In the second commentary, Moscow political analyst Aleksandr Morozov argues that Navalny by his actions is opening up the political system for “extra-systemic” players but that the relationship of young people to him is more “situational” than many think and that young people could desert him over his perceived authoritarianism.
Russian society at large, Morozov continues, is still behaving in a very “passive” way.
People “recognize very well the risks of entering into conflict with the authorities and they are already frightened … But this atmosphere of hopelessness and pessimism … is not entirely justified.”
And this is “for one simple reason: the high political inventiveness of Navalny and the unpredictability of his political thought.” Because of that, Morozov says, the opposition leader is “constantly broadening the possibilities of the political situation,” as shown by his ability to organize a massive “unsanctioned” protest.
What he will do next is by definition unpredictable, the political analyst says, but his “audience is waiting” for him to “begin to attack not only Medvedev but also Putin. Now, it is still too early to do that, but at a certain moment, it will be already too late.” Navalny has to figure out just when to shift from corruption to the slogan of “’no fourth term.’”
And in the third, Rosbalt’s Sergey Shelin argues that the protests Navalny has organized this year are not just complaints and demands that the authorities do something, “but a struggle for a change in the powers that be.” That means in Russia today, there is something that hasn’t existed for “almost 20 years,” a struggle for power.

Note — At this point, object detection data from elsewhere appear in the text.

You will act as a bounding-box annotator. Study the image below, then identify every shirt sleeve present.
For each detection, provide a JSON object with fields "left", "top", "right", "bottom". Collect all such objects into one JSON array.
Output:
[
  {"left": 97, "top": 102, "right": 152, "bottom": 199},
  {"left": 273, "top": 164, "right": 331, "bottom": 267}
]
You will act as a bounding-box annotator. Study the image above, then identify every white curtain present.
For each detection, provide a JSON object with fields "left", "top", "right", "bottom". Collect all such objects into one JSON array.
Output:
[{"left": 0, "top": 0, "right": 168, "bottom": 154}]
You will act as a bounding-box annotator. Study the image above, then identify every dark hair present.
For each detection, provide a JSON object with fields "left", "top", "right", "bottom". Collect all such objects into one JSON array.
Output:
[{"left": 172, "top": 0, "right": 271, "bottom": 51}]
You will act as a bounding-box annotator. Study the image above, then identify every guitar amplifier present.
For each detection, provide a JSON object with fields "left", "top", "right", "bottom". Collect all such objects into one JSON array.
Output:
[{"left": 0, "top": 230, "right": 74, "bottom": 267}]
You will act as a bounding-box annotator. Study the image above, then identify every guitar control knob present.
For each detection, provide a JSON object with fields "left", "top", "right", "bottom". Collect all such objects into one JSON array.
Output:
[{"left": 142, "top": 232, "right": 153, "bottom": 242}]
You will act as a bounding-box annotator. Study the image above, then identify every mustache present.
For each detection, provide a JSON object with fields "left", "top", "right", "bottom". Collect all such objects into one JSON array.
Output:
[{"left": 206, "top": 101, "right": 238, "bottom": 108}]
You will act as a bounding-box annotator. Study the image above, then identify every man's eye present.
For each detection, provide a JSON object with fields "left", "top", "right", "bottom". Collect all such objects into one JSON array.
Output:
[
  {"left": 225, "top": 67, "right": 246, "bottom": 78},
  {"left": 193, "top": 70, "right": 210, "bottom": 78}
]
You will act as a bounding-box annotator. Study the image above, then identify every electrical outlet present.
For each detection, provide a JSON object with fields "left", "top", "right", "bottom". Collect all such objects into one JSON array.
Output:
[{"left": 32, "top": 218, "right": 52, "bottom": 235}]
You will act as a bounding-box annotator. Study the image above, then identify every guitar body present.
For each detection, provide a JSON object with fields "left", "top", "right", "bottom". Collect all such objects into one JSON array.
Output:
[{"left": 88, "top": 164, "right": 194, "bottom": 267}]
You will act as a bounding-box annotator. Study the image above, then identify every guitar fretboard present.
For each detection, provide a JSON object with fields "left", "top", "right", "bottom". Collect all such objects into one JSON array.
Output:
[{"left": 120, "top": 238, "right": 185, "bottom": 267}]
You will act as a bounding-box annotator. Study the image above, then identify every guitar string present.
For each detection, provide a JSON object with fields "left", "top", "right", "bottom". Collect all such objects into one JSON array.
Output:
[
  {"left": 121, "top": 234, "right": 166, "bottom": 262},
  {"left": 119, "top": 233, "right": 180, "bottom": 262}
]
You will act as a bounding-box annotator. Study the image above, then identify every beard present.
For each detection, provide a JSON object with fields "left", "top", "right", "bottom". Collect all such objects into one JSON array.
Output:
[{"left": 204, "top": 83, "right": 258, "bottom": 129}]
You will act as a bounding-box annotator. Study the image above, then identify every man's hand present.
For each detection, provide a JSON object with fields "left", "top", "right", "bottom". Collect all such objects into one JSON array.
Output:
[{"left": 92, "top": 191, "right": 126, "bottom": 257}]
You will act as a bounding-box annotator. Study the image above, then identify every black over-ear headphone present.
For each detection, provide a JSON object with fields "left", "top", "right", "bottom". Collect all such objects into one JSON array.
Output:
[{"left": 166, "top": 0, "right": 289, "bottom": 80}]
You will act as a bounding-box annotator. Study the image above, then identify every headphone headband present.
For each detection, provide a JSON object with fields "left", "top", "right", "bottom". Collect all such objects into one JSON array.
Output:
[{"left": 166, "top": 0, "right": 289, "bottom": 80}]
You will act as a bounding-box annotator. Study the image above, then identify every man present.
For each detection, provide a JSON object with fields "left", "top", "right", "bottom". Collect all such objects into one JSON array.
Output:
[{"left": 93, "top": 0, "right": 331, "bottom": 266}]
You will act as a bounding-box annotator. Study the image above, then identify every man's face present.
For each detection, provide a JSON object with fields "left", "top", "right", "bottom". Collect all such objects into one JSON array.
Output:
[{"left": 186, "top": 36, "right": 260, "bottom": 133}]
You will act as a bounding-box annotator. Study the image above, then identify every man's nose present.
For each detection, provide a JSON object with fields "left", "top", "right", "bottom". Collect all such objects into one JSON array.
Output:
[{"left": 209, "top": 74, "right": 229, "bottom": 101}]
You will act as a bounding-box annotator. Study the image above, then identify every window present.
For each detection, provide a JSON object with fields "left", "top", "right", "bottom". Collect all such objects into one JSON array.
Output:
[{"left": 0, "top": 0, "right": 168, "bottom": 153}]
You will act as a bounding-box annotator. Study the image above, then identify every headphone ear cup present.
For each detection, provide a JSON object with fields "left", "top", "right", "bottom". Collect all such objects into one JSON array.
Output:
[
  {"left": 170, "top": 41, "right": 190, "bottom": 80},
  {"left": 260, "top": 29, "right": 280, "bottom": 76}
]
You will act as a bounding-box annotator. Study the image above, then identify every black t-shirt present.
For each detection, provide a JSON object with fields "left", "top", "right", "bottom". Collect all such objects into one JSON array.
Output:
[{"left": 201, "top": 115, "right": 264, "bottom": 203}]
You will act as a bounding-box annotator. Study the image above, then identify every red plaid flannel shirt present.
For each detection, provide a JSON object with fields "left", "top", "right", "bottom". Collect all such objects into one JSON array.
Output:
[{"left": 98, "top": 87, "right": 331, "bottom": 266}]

That is hardly an equal struggle, of course, but one that prompts the question just “how many divisions” does Navalny have? According to Shelin, what matters now is not so much the numbers of people and places where protests have taken place as the passion that those taking part have brought to them.
He suggests that there are already “three main results” visible.
- First, “it is obvious that in the capitals the authorities were much more afraid this time than in March but that they had prepared for the struggle much better this time around.”
- Second, Russia’s “silent majority” isn’t yet ready to repeat a demonstration and that’s why many took “a pause” now.
- And third, “The June events have shown that a new group of young opposition activists have come into the streets.” Not yet in the millions but already in “many tens of thousands” who are prepared to oppose repression and “the archaic, anti-modern regime” of Vladimir Putin. Thus, Navalny has a serious and consolidated political base. As yet, it isn’t large, perhaps two percent or a bit more. But under Russian conditions, that is a start and something he can build on. And Navalny’s backing will only increase if the authorities try to block him from running as they have up to now. That fact, confirmed this week, makes Monday’s demonstrations a turning point.
The Day of Russia this year “clearly did not become a holiday for the regime.” Instead, it became “a breakthrough day for his opponents. I call it the day of confirmation,” Shelin continues, confirmation that “the Putin era continues, but the atmosphere of the last 18 years has disappeared forever.”